Dalam matematika ada yang disebut konvensi atau semufakatan, antara lain penetapan 0 sebagai titik acuan pada garis bilangan, kemudian dimufakati bahwa di sebelah kiri 0 terletak bilangan negatif, di sebelah kanan 0 terletak bilangan positif. Dimufakati pula bahwa di atas 0 untuk bilangan positif, dan di bawah 0 untuk bilangan negatif. Walaupun kita tidak hadir dalam penetapan itu, kita tetap setia mengikutinya, dan bila kita melanggar kesepakatan itu, kita dianggap tidak normal. Kesepakatan dalam matematika berlaku universal. Ini mengajarkan kita bersikap konsisten, berpegang teguh pada aturan yang disepakati. Dengan dasar ini kita bisa berdiskusi memecahkan masalah bersama, dengan pencapaian hasil yang sama. Bila kita tidak sepakat pada awalnya, tidak mungkin kita bisa bertukar pikiran, sebagaimana geometri Euclid tidak bisa dipakai pada soal-soal geometri Riemann dan geometri Lobachevsky. Euclid mengatakan, melalui satu titik di luar sebuah garis, hanya dapat dibuat tepat satu garis yang sejajar. Riemann dan Lobachevsky tidak bisa menerima itu, ada yang mengatakan banyak garis sejajar yang dapat dibuat, ada yang mengatakan tidak ada garis sejajar yang dapat dibuat. Euclid, Riemann dan Lobachevsky merupakan contoh independensi dalam berpikir. Mereka tidak saling menyalahkan, karena tidak ada alasan menyalahkannya, tetapi juga tidak ada alasan untuk menerimanya, karena, itu aksioma. Mereka sama- sama dapat keberuntungan. Lain lagi, contoh orang-orang yang independen dalam keyakinan, tetapi mereka dizalimi, namun mereka tetap teguh dengan keyakinannya. Mereka adalah Galileo dalam keyakinan sains, dan Bilal dalam keyakinan agama.

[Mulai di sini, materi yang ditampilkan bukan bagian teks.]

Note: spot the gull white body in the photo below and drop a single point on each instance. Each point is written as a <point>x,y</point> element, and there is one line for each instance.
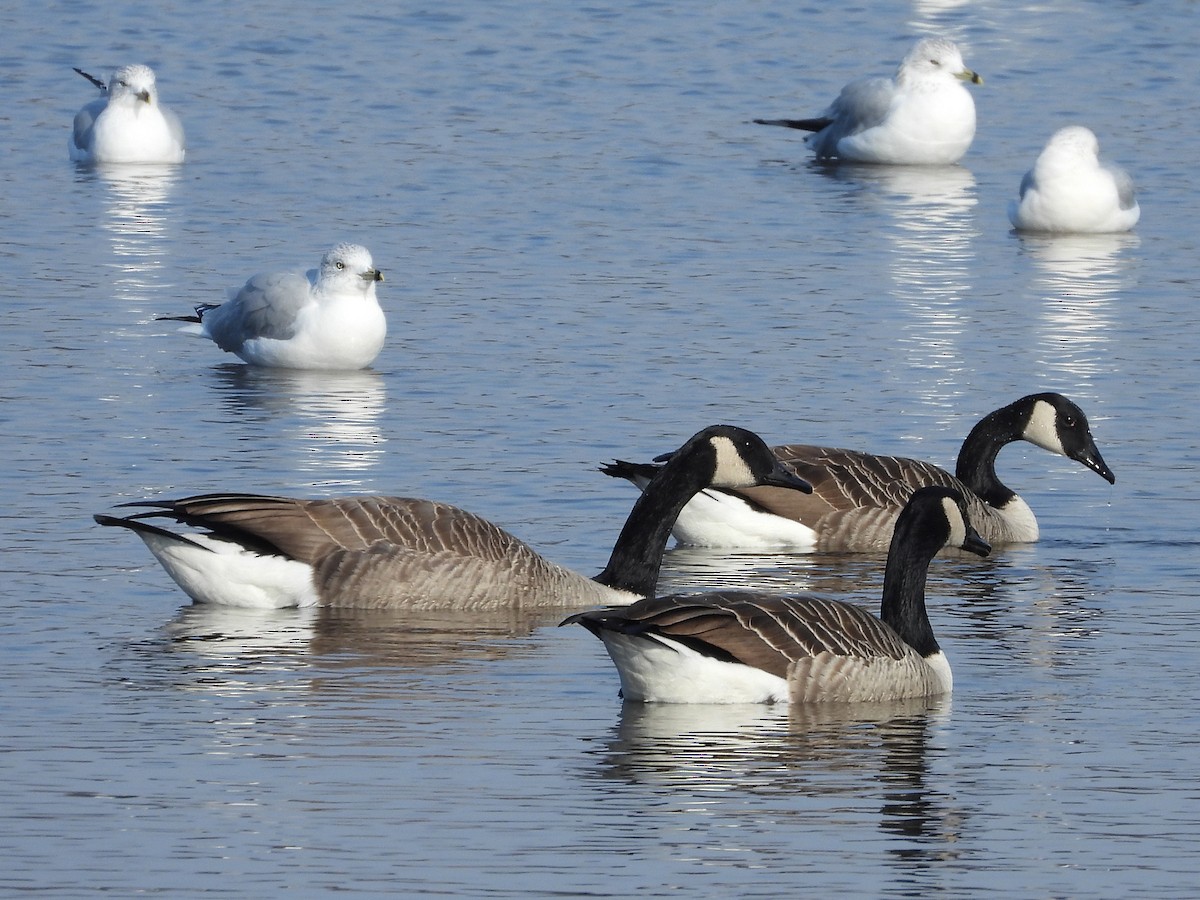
<point>1071,191</point>
<point>127,125</point>
<point>922,117</point>
<point>327,319</point>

7. Bekerja Disiplin, Sistematis, Efisien dan Efektif

Mengerjakan soal matematika melalui prosedur yang sangat terkontrol, baik melalui pendekatan deduktif, maupun dengan induktif. Tidak dibenarkan mendahulukan yang kemudian, atau membelakangkan yang terdahulu. Jika yang belum diterima kebenarannya dijadikan alasan untuk membenarkan sesuatu, jika yang belum didefinisikan, digunakan untuk mendefinisikan sesuatu, maka ini akan kacau, absurd, dan ruwet. Susunan informasi dari yang diketahui menuju ke yang ingin dicari, disusun dengan cara yang sistematis, menggunakan lambang-lambang, istilah-istilah yang efisien, singkat tapi padat dan jernih tidak ambigu atau mendua arti, dan efektif langsung menuju sasaran, tidak berbunga-bunga. Kalau saja ini menjadi kebiasaan, maka begitu pulalah ia bekerja dalam kehidupan lainnya.